Additionally, the Sunrise Movement’s explicit strategy of “polarization” includes them advocating for policies that are seen as somewhat extreme on the policy spectrum. For instance, they advocate for a rapid transition to 100% green energy and do not support working with fossil energy companies. This may turn off certain policymakers or voters, who may want to support a climate movement under different framing or policy mix. While we see this as a real concern, we think that it is too early to say how detrimental (or beneficial) this will prove for the organization. We will continue to monitor this and update our recommendation if necessary.
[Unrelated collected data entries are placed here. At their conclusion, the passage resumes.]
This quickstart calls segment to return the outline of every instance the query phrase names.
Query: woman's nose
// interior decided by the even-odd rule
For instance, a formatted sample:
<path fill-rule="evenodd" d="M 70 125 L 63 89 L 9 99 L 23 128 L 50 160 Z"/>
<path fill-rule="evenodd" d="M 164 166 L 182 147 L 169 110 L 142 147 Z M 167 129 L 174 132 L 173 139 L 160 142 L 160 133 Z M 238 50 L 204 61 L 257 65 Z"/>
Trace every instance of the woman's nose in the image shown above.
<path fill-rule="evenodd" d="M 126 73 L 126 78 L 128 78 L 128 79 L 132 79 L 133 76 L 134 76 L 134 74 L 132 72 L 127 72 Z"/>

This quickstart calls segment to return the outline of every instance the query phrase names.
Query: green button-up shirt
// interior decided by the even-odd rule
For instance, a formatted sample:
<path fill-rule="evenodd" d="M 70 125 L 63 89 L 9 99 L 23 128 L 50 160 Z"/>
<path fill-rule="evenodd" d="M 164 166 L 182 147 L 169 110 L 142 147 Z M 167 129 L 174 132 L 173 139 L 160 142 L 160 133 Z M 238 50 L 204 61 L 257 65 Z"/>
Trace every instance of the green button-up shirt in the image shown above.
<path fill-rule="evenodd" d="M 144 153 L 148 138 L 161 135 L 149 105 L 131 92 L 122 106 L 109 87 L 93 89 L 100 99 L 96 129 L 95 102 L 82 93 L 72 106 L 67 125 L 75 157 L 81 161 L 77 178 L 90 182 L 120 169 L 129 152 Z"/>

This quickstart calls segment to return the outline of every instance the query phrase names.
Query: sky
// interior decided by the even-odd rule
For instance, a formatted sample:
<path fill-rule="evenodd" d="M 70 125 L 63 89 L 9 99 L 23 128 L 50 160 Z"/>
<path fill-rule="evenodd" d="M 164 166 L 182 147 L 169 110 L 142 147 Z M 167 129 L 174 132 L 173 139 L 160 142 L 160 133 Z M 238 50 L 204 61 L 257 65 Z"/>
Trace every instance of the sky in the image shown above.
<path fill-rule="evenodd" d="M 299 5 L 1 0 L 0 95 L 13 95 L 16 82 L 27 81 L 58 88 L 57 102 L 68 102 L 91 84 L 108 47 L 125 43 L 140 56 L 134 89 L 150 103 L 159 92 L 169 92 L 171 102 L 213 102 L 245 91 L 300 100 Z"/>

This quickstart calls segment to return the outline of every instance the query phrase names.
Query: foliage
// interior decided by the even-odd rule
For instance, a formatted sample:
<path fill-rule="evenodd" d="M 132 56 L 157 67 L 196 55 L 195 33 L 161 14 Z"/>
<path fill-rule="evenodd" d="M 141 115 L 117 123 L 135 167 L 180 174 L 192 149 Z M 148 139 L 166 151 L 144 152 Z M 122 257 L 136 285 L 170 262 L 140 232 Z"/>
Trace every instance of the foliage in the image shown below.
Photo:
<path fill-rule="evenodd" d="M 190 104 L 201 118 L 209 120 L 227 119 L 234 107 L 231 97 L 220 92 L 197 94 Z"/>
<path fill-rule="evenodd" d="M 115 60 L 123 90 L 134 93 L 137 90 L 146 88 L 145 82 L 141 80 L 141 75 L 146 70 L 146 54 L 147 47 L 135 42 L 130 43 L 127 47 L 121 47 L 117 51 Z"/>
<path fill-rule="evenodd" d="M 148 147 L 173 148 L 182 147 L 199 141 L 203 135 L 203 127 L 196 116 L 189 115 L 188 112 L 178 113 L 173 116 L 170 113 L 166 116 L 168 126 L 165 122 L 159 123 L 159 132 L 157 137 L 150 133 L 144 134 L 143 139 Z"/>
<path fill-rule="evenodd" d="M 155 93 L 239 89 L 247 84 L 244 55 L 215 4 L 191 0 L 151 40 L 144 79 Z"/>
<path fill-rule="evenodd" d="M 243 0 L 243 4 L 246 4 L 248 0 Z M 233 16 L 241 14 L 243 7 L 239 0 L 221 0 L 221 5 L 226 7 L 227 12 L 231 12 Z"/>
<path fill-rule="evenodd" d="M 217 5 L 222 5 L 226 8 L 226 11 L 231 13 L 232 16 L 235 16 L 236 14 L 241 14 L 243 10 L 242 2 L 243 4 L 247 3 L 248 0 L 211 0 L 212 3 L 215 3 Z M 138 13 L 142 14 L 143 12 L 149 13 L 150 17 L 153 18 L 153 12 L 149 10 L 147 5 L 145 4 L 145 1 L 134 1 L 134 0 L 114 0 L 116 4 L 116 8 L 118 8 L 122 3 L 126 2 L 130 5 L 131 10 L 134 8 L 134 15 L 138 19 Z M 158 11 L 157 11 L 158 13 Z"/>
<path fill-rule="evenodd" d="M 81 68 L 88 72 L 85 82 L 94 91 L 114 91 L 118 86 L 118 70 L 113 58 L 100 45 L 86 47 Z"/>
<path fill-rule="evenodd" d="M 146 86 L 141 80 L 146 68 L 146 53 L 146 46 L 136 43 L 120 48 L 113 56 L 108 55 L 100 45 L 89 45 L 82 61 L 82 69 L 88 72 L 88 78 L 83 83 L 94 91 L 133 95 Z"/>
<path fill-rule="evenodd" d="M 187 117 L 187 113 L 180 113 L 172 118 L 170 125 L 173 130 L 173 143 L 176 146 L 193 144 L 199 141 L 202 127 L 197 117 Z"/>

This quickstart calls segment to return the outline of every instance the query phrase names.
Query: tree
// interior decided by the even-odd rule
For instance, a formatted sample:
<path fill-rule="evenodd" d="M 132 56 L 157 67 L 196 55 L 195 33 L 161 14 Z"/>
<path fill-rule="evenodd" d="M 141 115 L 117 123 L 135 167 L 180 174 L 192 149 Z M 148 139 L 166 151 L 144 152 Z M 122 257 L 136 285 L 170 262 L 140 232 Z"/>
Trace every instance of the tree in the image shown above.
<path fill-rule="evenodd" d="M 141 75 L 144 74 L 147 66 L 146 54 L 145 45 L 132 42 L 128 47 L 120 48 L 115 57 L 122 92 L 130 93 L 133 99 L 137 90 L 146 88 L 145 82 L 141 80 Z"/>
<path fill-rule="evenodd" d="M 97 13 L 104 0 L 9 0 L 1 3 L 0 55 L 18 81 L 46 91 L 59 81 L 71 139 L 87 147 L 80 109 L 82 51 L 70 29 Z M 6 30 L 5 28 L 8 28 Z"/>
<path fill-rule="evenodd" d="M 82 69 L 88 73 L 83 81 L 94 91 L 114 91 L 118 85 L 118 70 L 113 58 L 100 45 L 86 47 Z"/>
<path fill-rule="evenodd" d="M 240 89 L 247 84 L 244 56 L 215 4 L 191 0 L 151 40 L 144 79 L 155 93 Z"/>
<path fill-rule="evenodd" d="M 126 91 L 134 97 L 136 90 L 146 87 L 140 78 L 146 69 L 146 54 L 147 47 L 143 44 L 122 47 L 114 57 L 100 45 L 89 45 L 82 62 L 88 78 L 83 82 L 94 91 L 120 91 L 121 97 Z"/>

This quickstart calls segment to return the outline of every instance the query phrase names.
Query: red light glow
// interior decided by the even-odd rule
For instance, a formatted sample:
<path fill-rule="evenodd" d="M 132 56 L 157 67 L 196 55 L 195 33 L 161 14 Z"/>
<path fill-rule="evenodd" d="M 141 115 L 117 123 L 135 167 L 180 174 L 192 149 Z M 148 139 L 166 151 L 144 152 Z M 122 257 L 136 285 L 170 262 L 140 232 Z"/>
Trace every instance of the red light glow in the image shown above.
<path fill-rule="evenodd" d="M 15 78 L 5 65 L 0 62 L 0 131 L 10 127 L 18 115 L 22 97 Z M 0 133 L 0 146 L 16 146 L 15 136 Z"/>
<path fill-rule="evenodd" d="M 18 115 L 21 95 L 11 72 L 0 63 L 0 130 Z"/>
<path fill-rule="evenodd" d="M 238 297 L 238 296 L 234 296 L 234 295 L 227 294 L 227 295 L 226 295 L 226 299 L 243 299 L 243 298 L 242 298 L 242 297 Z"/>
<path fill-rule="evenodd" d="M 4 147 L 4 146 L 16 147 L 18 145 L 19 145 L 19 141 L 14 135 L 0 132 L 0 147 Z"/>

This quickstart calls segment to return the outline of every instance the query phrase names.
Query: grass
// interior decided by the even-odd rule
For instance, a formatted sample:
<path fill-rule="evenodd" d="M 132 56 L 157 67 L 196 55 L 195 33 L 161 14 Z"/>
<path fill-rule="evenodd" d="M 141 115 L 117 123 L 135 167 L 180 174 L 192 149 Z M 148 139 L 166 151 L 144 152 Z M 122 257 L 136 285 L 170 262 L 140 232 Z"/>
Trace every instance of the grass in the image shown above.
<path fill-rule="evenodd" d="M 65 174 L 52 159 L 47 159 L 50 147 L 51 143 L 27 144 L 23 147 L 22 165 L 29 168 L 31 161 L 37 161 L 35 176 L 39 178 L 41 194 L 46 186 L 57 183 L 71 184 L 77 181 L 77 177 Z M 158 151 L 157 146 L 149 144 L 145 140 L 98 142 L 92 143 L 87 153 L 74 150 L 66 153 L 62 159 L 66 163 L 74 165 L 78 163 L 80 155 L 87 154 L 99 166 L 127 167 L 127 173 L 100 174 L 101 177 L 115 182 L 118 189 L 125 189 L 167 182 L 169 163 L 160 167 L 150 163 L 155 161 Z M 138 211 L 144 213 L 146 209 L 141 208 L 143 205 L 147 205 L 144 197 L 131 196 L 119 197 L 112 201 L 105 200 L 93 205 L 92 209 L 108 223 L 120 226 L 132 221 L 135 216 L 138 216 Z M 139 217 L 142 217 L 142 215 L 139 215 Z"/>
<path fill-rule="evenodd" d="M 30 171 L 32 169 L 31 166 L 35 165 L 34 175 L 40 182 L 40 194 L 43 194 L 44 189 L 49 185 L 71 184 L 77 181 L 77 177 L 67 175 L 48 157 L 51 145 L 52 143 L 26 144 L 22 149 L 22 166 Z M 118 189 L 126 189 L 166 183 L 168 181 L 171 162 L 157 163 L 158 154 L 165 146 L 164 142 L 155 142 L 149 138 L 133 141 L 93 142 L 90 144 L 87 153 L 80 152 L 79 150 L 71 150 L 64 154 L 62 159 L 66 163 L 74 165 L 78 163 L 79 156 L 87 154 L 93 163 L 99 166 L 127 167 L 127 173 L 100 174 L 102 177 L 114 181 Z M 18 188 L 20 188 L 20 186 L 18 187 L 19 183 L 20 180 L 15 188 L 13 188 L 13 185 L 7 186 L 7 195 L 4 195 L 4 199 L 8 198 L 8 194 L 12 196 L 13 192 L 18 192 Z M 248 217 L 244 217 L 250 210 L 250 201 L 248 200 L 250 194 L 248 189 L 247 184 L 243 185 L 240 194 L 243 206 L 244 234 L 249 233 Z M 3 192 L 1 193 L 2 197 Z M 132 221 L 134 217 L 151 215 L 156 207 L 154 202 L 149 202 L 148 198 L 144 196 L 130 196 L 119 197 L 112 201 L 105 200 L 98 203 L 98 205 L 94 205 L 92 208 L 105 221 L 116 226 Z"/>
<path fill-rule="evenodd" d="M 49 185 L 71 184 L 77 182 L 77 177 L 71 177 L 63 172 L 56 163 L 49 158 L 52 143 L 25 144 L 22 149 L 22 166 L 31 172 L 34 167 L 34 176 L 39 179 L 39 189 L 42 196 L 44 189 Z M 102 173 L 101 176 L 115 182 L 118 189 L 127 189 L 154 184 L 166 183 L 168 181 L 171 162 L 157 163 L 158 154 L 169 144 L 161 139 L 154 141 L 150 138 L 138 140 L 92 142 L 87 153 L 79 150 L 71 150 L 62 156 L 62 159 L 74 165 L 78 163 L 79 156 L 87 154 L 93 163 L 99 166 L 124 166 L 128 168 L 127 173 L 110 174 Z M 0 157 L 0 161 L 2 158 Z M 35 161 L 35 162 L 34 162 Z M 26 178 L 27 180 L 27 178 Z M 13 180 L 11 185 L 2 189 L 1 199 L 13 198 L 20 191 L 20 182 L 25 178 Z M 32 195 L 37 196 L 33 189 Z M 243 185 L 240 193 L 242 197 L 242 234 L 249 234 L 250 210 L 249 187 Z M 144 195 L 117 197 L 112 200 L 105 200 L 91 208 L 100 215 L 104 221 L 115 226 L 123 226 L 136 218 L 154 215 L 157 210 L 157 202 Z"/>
Despite uncertainty over whether this polarization approach will ultimately be effective in terms of enabling policy change, our recommendation of the Sunrise Movement Education Fund is inspired by our embrace of “multiple theories of change”, as outlined in our Approach to Policy Recommendations document. Giving Green also recommends organizations that are quite different from the Sunrise Movement Education Fund, such as the Clean Air Task Force, who take a more technocratic approach to policy change. By recommending top organizations that employ different approaches, we hedge against the possibility that one of these approaches proves less successful for whatever reason. Since it is unclear which tactics will ultimately be successful in shaping green legislation, we want to give donors the option to support evidence-backed organizations taking different approaches.


[1] As a non-partisan 501(c)3, we do not analyse or recommend political activities and, therefore, do not provide an opinion on the activities of the Sunrise Movement that are funded by their 501(c)(4) or PAC entities. Further information about the Sunrise Movement’s activities can be found on their website, which includes descriptions of activities funded by all of the Sunrise Movement’s legal entities.